Heart in a Box

A person can become an organ donor after death occurs in one of two ways: brain death or circulatory death. These pathways are similar in certain ways. In both brain and circulatory death:

• The person has experienced a devastating injury or event, such as trauma, stroke or a drug overdose.
• Health care providers have performed all possible medical care to save the person’s life.
• The person is dependent on life support and cannot recover.

But brain death and circulatory death have these significant differences:

• Brain death is the irreversible loss of all functions of the entire brain.
• Circulatory death is irreversible brain damage that does not meet the strict criteria for brain death. With circulatory death, a person may still have minor brainstem function but will not survive.

In conventional heart transplantation, surgeons retrieve hearts from organ donors after brain death (DBD). The organ donor remains on life support as surgeons retrieve the organs that are suitable for transplantation. Life support helps prevent heart damage by supplying oxygen-rich blood to the heart muscle.

If a person meets the criteria described above for circulatory death, their loved ones can decide to proceed with organ donation. The care team helps them plan a compassionate removal of life support. After the organ donor’s heart has stopped for five minutes, physicians make the determination of circulatory death. Surgeons retrieve the organs after that time.

When surgeons bring a donor heart to a recipient, they typically transport the heart in cold storage—such as an ice-filled cooler. Then it's a race against the clock to get the donor heart to the recipient. That's because the longer the heart is outside the body, the higher the chance of tissue damage.

In fact, many donor hearts go unused because they're no longer healthy by the time they reach the recipient's hospital. The heart isn't receiving any blood supply during conventional cold transportation, usually a four-hour window.

The TransMedics Organ Care System (OCS) maintains donor hearts in a warm, living, beating state during transport to help keep them healthy for transplantation.
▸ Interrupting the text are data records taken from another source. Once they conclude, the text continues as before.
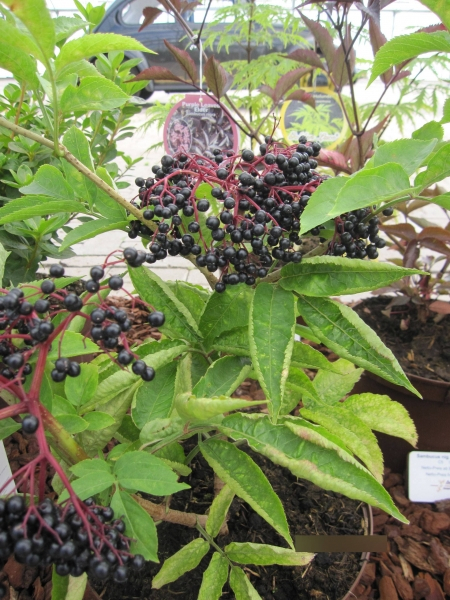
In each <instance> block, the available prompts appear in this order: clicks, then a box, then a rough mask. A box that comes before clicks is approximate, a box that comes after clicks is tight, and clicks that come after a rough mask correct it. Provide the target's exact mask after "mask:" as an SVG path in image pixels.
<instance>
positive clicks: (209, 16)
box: [189, 0, 234, 23]
mask: <svg viewBox="0 0 450 600" xmlns="http://www.w3.org/2000/svg"><path fill="white" fill-rule="evenodd" d="M233 4H234V1H233V0H213V1H212V2H211V7H210V9H209V11H208V14H207V15H206V21H205V22H206V23H211V21H213V20H214V19H215V12H216V10H217V9H218V8H226V7H227V6H233ZM207 6H208V2H203V4H202V6H197V7H196V8H195V10H194V13H193V18H192V16H191V18H190V19H189V20H190V21H193V22H194V23H203V19H204V18H205V12H206V8H207ZM227 21H228V19H227Z"/></svg>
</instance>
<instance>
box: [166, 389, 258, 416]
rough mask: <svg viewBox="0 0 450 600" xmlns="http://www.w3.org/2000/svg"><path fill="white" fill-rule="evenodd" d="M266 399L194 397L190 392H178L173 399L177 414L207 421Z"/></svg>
mask: <svg viewBox="0 0 450 600" xmlns="http://www.w3.org/2000/svg"><path fill="white" fill-rule="evenodd" d="M265 403H266V400H254V401H252V400H245V399H240V398H230V397H227V396H218V397H217V398H196V397H195V396H192V395H191V393H190V392H186V393H184V394H180V395H179V396H177V398H176V400H175V408H176V410H177V412H178V414H179V415H180V416H182V417H184V418H186V419H188V420H189V419H198V420H199V421H207V420H208V419H212V418H213V417H216V416H218V415H222V414H223V413H226V412H230V411H232V410H239V409H240V408H249V407H250V406H259V405H261V404H265Z"/></svg>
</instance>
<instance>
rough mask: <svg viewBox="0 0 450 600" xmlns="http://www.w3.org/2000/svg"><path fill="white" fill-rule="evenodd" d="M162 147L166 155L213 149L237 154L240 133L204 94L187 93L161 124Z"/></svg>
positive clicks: (210, 99) (197, 151)
mask: <svg viewBox="0 0 450 600" xmlns="http://www.w3.org/2000/svg"><path fill="white" fill-rule="evenodd" d="M164 148H165V151H166V152H167V153H168V154H175V153H176V152H180V151H183V152H190V153H192V154H203V153H204V152H205V151H206V150H209V151H212V150H215V149H216V148H217V149H218V150H222V151H223V152H226V151H227V150H233V152H237V151H238V148H239V132H238V128H237V126H236V124H235V123H234V121H232V120H231V119H230V117H229V116H228V115H227V113H226V112H225V111H224V110H223V109H222V108H221V107H220V106H219V105H218V104H217V103H216V102H215V101H214V100H212V99H211V98H208V96H205V95H204V94H187V95H186V96H185V97H184V98H183V100H181V101H180V102H177V104H175V106H174V107H173V108H172V110H171V111H170V113H169V116H168V118H167V121H166V124H165V125H164Z"/></svg>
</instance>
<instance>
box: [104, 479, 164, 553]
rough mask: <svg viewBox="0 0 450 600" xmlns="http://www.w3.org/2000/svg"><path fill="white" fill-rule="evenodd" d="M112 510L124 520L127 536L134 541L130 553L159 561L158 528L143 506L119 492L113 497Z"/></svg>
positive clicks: (118, 517)
mask: <svg viewBox="0 0 450 600" xmlns="http://www.w3.org/2000/svg"><path fill="white" fill-rule="evenodd" d="M111 508H112V509H113V510H114V514H115V515H116V517H117V518H123V519H124V521H125V525H126V531H127V536H128V537H130V538H131V539H132V542H131V546H130V551H131V553H132V554H142V556H143V557H144V558H145V560H152V561H153V562H159V560H158V534H157V532H156V526H155V523H154V521H153V519H152V518H151V516H150V515H149V514H148V512H147V511H145V510H144V509H143V508H142V506H140V505H139V504H138V503H137V502H136V500H133V498H132V497H131V496H130V494H127V492H121V491H119V490H117V491H116V492H115V494H114V496H113V497H112V501H111Z"/></svg>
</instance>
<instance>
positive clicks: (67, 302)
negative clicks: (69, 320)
mask: <svg viewBox="0 0 450 600" xmlns="http://www.w3.org/2000/svg"><path fill="white" fill-rule="evenodd" d="M64 306H65V307H66V308H67V310H69V311H71V312H75V311H77V310H80V308H81V307H82V306H83V301H82V300H81V298H80V297H79V296H77V295H76V294H67V296H66V297H65V298H64Z"/></svg>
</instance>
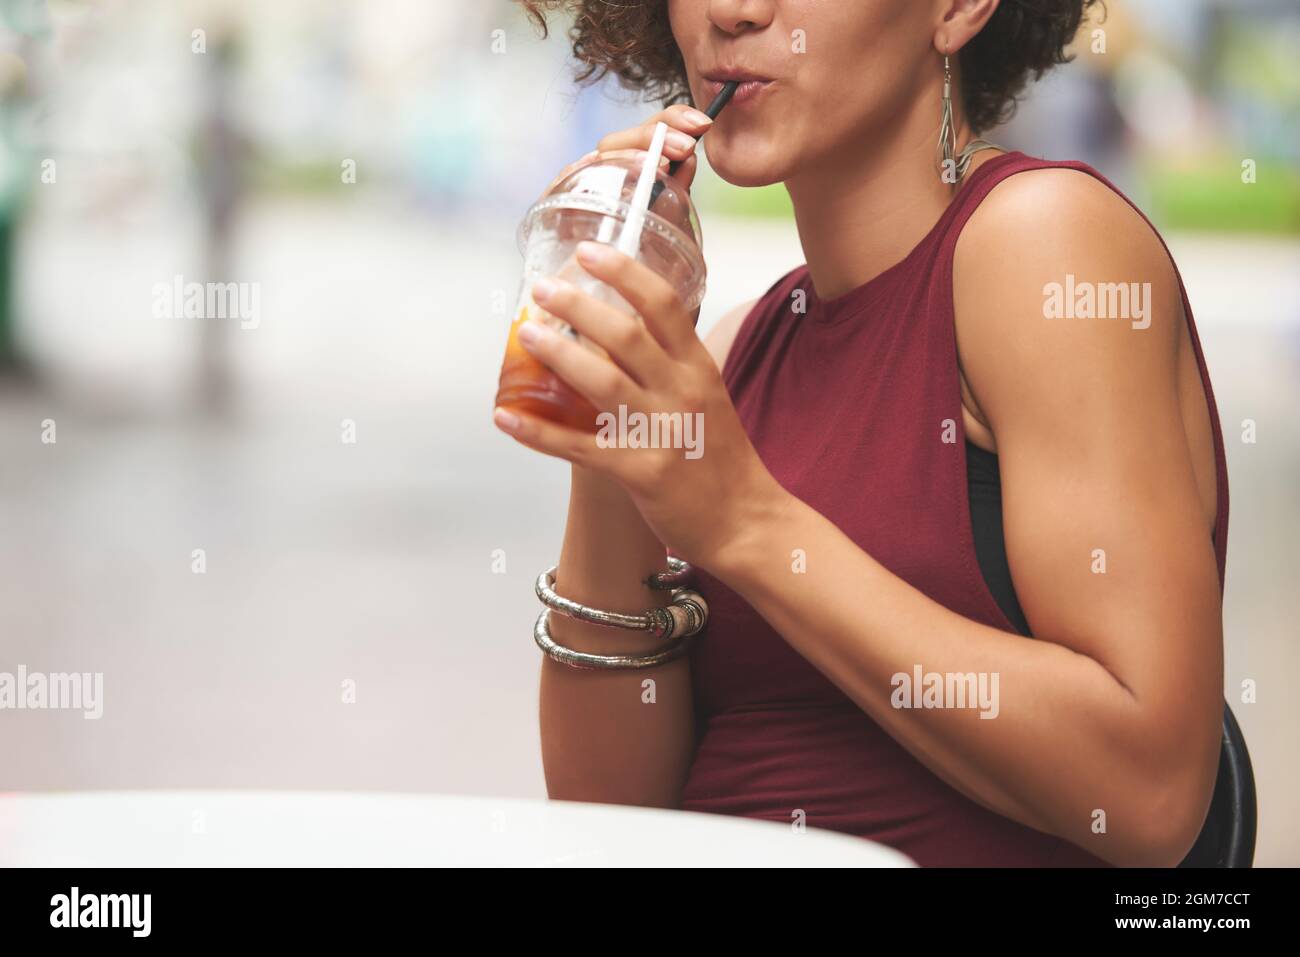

The device pumps fresh donor blood enriched with insulin, vitamins, antibiotics and other substances through the heart to provide oxygen and nutrients during transport.

Also called "heart-in-a-box," the OCS includes technology that allows doctors to monitor the heart's function during transport. Doctors can adjust settings to keep factors such as blood flow at the right levels, maintaining the heart in its best possible condition. With cold transport, doctors can't evaluate donor hearts until they arrive at the recipient's hospital—when it's too late.

For years, organ transplant surgeons have been performing DCD transplantation for other organs, such as the kidneys, liver and lungs. But because the heart isn't receiving oxygen-rich blood during the period required to declare death, the heart has a higher risk for tissue damage. Until now, DCD wasn’t an option for hearts.

Using the OCS to transport hearts retrieved through DCD, more people who desperately need a new heart have access to heart transplantation. DCD heart transplantation, combined with the OCS, could increase the pool of donor hearts—and reduce wait time for a new heart—in important ways:

• The OCS enables donor hearts to be transported farther to reach recipients, reducing the number of donor hearts that become unusable during transport.
• DCD heart retrieval provides donor hearts that might be healthier to begin with since they haven’t gone through the long process of brain death that can damage heart tissue.

In the heart trial, cardiac surgeons at Sentara are hoping to show that DCD heart transplant can be as successful as conventional DBD heart transplants. The key measures are the length of time patients survive after transplantation and how well DCD transplants work compared with DBD transplants.